Again, what would a human do? If you can describe the general algorithm we can help you translate it into a Logstash configuration.

A general use case would be someone working in customer support. There are multiple projects out in the field that produce the same logs. Each customer support technician could have multiple distinct projects they are working on from different companies. The customers send in a dump of all their logs. The technician then places each customer's logs in a folder under the name of the company. The technician would then be able to tell which log data came from where because it is under a company name. The data structure might be /data/"customer name".

Okay. As I said earlier then: Have a look at the path field that Logstash populates with the full path to the file the event came from. You can e.g. use a grok filter to extract particular path components.

Thank you @magnusbaeck, sorry for all of these questions. Would I be able to incorporate a part of the path field into an index?

Yes. Use said grok filter to extract the pieces you want to a different field and reference that field in your elasticsearch output's index option.

https://www.elastic.co/guide/en/logstash/current/event-dependent-configuration.html#logstash-config-field-references

1 Like

Not sure if this is supposed to go in a new post or not. If it is let me know. I am having troubles with referencing that field.
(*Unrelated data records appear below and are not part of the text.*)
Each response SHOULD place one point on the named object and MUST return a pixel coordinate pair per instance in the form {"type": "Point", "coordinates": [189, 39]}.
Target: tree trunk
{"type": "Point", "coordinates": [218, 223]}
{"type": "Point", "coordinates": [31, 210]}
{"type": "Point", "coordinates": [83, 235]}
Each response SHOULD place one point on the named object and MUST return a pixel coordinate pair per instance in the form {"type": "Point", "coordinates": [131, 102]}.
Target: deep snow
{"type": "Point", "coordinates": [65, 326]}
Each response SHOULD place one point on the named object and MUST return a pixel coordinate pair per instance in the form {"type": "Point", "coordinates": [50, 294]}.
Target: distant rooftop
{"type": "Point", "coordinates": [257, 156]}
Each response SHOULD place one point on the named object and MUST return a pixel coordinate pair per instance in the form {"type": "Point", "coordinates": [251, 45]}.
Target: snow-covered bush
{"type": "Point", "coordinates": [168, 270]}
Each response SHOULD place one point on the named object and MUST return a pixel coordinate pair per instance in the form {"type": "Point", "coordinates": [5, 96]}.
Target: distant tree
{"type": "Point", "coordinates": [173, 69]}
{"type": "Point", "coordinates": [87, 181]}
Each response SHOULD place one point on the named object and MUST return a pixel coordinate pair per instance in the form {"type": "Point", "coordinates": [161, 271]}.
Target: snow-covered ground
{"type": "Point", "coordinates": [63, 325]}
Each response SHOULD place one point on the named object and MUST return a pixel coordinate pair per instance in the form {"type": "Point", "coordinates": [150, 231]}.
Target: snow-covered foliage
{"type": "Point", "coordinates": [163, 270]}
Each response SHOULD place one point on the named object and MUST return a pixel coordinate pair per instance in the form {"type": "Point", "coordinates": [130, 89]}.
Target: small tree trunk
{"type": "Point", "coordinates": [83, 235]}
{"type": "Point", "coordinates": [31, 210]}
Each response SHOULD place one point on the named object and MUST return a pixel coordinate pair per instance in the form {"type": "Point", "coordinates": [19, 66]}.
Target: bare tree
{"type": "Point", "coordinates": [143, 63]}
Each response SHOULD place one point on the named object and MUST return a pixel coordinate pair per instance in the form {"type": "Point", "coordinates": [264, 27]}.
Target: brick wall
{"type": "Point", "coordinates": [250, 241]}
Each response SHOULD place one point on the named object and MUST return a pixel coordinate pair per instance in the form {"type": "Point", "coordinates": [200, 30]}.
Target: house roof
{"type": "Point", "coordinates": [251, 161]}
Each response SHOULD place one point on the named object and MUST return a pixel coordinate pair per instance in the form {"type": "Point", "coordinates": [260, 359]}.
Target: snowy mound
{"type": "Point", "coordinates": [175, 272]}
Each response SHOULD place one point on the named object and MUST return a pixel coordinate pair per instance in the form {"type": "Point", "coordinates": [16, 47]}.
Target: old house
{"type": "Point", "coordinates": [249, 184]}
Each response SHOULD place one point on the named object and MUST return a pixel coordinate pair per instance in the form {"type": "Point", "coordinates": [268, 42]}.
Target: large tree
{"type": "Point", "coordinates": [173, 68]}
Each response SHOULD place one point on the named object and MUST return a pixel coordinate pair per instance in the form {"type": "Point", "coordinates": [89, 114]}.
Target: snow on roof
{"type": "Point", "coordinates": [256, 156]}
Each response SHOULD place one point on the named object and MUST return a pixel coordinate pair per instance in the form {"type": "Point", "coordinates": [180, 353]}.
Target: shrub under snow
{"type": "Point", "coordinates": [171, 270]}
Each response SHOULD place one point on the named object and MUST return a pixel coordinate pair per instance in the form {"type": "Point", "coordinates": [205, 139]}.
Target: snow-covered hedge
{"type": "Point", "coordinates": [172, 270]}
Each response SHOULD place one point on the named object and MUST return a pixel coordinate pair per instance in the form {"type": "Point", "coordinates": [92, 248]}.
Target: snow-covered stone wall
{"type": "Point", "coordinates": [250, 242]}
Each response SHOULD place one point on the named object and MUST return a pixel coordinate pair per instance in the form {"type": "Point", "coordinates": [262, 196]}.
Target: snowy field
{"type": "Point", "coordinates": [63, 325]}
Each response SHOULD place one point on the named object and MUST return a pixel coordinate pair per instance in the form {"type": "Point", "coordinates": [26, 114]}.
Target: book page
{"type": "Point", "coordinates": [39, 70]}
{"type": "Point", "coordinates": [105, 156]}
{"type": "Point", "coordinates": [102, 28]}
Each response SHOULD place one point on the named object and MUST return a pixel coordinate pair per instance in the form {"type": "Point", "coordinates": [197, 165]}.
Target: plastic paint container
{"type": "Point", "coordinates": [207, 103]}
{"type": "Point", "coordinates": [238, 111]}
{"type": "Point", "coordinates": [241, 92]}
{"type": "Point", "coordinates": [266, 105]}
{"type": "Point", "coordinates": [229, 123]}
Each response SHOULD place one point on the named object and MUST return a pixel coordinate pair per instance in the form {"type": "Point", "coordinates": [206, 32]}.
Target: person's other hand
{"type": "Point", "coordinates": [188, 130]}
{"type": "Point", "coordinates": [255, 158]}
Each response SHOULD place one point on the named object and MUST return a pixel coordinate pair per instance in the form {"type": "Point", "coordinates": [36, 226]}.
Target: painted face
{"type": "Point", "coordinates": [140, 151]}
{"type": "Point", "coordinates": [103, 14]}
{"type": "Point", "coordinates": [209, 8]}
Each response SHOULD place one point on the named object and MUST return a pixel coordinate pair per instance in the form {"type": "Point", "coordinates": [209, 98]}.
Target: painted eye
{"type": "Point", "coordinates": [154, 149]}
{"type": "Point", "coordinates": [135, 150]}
I parsed out the part that I need and named it project.

	if [type] == "prn" {
		elasticsearch{
			index => project_"prn-"
			document_type => "prnformat"
			template => "/opt/ELK/logstash/template/prn_template.json"
			template_name => "prn-*"
			template_overwrite => "true"
			codec => plain{charset => "ANSI_X3.4-1968"}
		}
	}

There are different log types for these projects (logs-, prn-, etc.). I want to have the index be "project name"_"prn-" but it keeps giving me errors:

ERROR logstash.agent - Cannot create pipeline {:reason=>"Expected one of #, {, }

Thanks

I solved this. If someone could tell me how to close this topic it would be greatly appreciated!

For anyone interested in the coding of this:

	grok{
		match => { "path" => ["/opt/ELK/data/%{WORD:project}"]
		}
	}

In the output:

	if [type] == "prn" {
		elasticsearch{
			index => "%{project}_prn-"
			document_type => "prnformat"
			template => "/opt/ELK/logstash/template/prn_template.json"
			template_name => "prn-*" 
			template_overwrite => "true"
			codec => plain{charset => "ANSI_X3.4-1968"}
		}
	}

This topic was automatically closed 28 days after the last reply. New replies are no longer allowed.